← Back to Skills Marketplace
bahuia

HeteroMind - Unified Knowledge QA

by Yongrui Chen · GitHub ↗ · v0.3.0 · MIT-0
cross-platform ⚠ suspicious
81
Downloads
0
Stars
0
Active Installs
3
Versions
Install in OpenClaw
/install heteromind
Description
Unified heterogeneous knowledge QA system.
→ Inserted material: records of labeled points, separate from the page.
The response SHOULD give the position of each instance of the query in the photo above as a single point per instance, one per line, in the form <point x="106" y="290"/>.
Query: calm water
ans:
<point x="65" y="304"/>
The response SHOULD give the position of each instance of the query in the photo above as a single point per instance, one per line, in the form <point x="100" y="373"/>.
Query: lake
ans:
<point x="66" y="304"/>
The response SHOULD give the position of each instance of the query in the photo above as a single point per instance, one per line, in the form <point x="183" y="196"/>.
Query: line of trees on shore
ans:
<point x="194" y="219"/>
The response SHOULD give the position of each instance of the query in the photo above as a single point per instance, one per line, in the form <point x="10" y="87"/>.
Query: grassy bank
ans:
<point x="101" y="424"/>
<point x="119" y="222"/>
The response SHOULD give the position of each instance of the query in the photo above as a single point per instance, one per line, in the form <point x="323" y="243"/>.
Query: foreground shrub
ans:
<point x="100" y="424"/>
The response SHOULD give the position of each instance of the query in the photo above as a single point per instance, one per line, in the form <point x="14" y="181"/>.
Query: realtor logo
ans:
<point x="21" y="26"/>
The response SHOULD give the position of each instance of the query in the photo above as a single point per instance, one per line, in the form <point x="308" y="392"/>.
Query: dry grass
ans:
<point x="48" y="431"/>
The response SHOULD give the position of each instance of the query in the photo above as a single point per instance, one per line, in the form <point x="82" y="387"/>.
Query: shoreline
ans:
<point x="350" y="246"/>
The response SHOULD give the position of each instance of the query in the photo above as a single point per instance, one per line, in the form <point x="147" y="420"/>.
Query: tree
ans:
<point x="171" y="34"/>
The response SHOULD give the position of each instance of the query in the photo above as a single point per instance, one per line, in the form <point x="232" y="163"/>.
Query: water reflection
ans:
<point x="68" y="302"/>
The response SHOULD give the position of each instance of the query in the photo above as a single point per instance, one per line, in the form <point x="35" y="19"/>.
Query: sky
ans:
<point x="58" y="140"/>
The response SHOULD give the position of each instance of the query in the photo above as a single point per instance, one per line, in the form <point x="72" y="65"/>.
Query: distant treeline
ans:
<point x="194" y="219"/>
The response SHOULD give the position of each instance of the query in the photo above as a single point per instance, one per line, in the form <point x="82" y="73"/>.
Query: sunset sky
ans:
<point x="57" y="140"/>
Automatically routes natural language queries to SQL databases, Knowledge Graphs, or table files using 4-layer det...
README (SKILL.md)

HeteroMind

Unified heterogeneous knowledge QA system with automatic source detection and multi-stage reasoning.

Core Concept

Natural language queries are automatically routed to the appropriate knowledge source (SQL, Knowledge Graph, or Table files) without requiring users to specify the data source. A 4-layer detection architecture ensures accurate source identification, followed by multi-stage query generation with self-revision and voting.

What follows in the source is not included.